#5_Editoriale_MAN MUG

18 Mar 2025

Io resto qui

Ha fatto discutere la decisione della Galleria nazionale d’arte moderna di Roma di limitare il tempo di visita al museo con un biglietto di ingresso dalla durata limitata a tre ore. Dopo di che, tutti fuori. È evidente che ogni museo abbia politiche di accoglienza in base alle proprie possibilità e necessità.

Le dinamiche dei flussi negli spazi caotici degli Uffizi o dei Vaticani, per esempio, chiederebbero restrizioni utili, sia dal punto di vista igienico (per evitare assembramenti anche al di là del covid), sia dal punto di vista della fruizione delle opere, del loro godimento non impedito da fiumane in transito nelle sale come armenti nei dipinti di Segantini. 

Ma questi sono casi straordinari che catalizzano il turismo di massa, generalmente allergico all’approfondimento, alla curiosità del nuovo o ai tragitti meno battuti.

Proprio questi tragitti – che sono ben superiori rispetto al numero succinto delle mete pop – restano al centro di quella famosa strategia dell’ospitalità varata dai musei anglosassoni almeno una ventina di anni fa e che promuove il museo come luogo di approdo e non di passaggio: un luogo dove restare, un luogo da abitare, un luogo così versatile da offrire servizi votati alla “slow experience”, l’esperienza museo, che mira a prolungare il tempo di permanenza e non certo a sforbiciarlo.

Per questo sono nate le caffetterie, le biblioteche e gli ambienti per la lettura, i laboratori per ogni età, gli stessi bookshop e le proposte collaterali giunte a contemplare persino corsi di yoga o di pilates. Restare al museo significa respirare arte e cultura anche quando si beve un cappuccino o si fa stretching. 

Noi del MAN – spazi permettendo – abbiamo ospitato nel tempo attività di ogni natura (yoga compreso), degustazioni, danza e jazz, shooting con le opere, lezioni di arte contemporanea e, insieme, workshop rivolti al pubblico. Quando la nuova sede di piazza Satta sarà finalmente ultimata, oltre al caffè, prevediamo un ampio locale destinato alla biblioteca, dove i ragazzi delle scuole possano fermarsi a studiare e i cittadini leggere riviste o giornali senza che nessuno controlli l’ora di ingresso per indicare loro gentilmente l’uscita.

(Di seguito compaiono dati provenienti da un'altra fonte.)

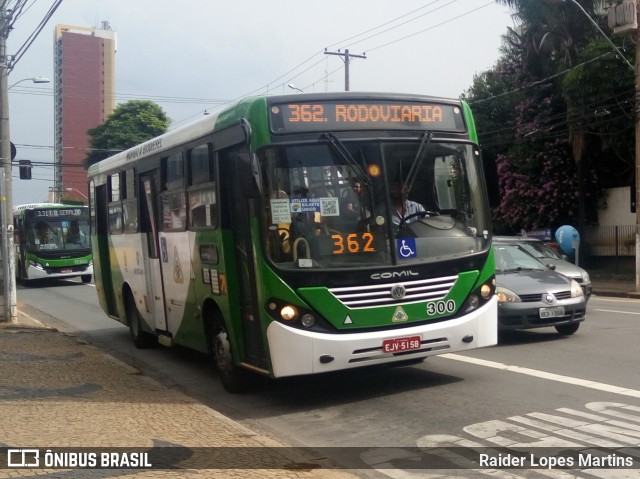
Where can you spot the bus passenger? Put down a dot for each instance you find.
(403, 207)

Sogniamo, insomma, un museo unlimited, un’accoglienza h24, aperture no-stop per famiglie coi bambini che scelgano il museo come destinazione nel tempo libero. Dunque, davanti alle mille difficoltà che arrovellano la vita dei musei, fra sostenibilità, valorizzazione necessaria, costi alle stelle e, soprattutto, una missione civile da portare decorosamente a termine, forse l’ultimo dei problemi dovrebbe essere un biglietto temporizzato come quello del metrò.

Perché se la lotta quotidiana resta quella di fare arrivare il pubblico al museo, il vero dilemma sarà, d’ora in avanti, come impedirgli di andarsene via.